I feel like an often-overlooked perspective in life is why people do the things they do, that is, their incentive.
Quite a while before “Freakanomics” came out (great book, read it if you haven’t yet) I had the epiphany that Real Estate agents weren’t being paid properly to achieve what is generally thought of as their principle aim: to sell your property at the highest price. They are paid a percentage of the sale (usually 5% in Canada) and they get 5% of the ENTIRE sale price.
Say I had a house worth $100,000. Any chimp could sell it for $50,000. But I’m paying them 5% of the nothing-to-it, super-easy-to-sell first $50,000 of the sale price. It probably wouldn’t be too hard to sell it for $75,000 (in both cases the challenge would be reassuring people that there wasn’t some hidden defect). Again, I’m still paying them 5% of the entire sale price, even the majority of it that would be very easy to sell.

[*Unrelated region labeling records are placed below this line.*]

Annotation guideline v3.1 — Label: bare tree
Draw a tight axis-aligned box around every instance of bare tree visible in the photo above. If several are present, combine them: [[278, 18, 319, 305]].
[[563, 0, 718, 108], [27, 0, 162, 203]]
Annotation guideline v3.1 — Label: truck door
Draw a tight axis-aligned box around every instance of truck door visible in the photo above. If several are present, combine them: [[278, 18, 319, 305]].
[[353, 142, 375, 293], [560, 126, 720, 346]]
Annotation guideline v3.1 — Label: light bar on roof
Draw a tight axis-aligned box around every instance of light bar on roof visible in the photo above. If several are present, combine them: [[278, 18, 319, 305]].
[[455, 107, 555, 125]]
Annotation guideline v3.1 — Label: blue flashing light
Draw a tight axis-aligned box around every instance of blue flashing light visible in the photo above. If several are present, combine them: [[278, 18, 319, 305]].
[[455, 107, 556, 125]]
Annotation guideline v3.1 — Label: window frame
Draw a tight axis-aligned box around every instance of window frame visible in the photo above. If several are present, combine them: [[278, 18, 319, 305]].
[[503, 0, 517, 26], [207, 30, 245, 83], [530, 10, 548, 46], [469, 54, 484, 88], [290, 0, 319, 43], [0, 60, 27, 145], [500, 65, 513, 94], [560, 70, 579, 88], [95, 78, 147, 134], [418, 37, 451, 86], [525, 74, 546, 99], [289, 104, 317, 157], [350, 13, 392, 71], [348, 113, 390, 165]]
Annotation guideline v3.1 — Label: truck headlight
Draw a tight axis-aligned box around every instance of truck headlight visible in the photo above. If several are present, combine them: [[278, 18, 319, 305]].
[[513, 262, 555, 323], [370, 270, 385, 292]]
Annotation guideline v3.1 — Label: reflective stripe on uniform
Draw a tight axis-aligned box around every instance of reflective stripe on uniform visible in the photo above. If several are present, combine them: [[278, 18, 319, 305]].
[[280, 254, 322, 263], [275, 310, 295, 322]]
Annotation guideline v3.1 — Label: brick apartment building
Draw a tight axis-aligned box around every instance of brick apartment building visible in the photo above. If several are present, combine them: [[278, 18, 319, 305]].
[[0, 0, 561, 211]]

The incentive that *WOULD* encourage agents to get top dollar would be if you split with them however much they got above a certain price, or if they got to keep the ENTIRE amount above a certain price (e.g. if I said I’ll give you 50% of anything paid over $95,000, or if I said I’ll take the first $100,000 of the sale price, you get anything left over).
Since they’d have to work harder in these situations, obviously agents wouldn’t be interested (actually some agents would be very interested, and would probably do very well in such a situation, the challenge would then become haggling with the seller over the “low-end” price, and haggling with the buyer over the “high-end” price, the further apart these went, the more money for the agent).
Its true in many (all?) fields that how the person is paid determines how they do their job. Financial advisers who get paid on commission have an incentive to sell you the products that pay them the highest commission (note, they don’t make money for increasing your wealth, they get paid for SELLING you things), 9-5’ers have an incentive to maintain their jobs (and maybe get extra hours), not to be productive (greater productivity isn’t directly rewarded, it *MAY* get you a raise, but it just as easily might not, why kill yourself for an extra 2%?), teachers get higher academic qualifications to increase their pay not to be better educators (so you get gym teachers who have a Masters from a school no one has ever heard of), etc, etc, etc.
Joel on Software debunks the “Econ 101 Management Style” which tries to tie pay to performance, and I agree with him generally, but at the same time I think many professions are already “gaming the system” and that things could be improved.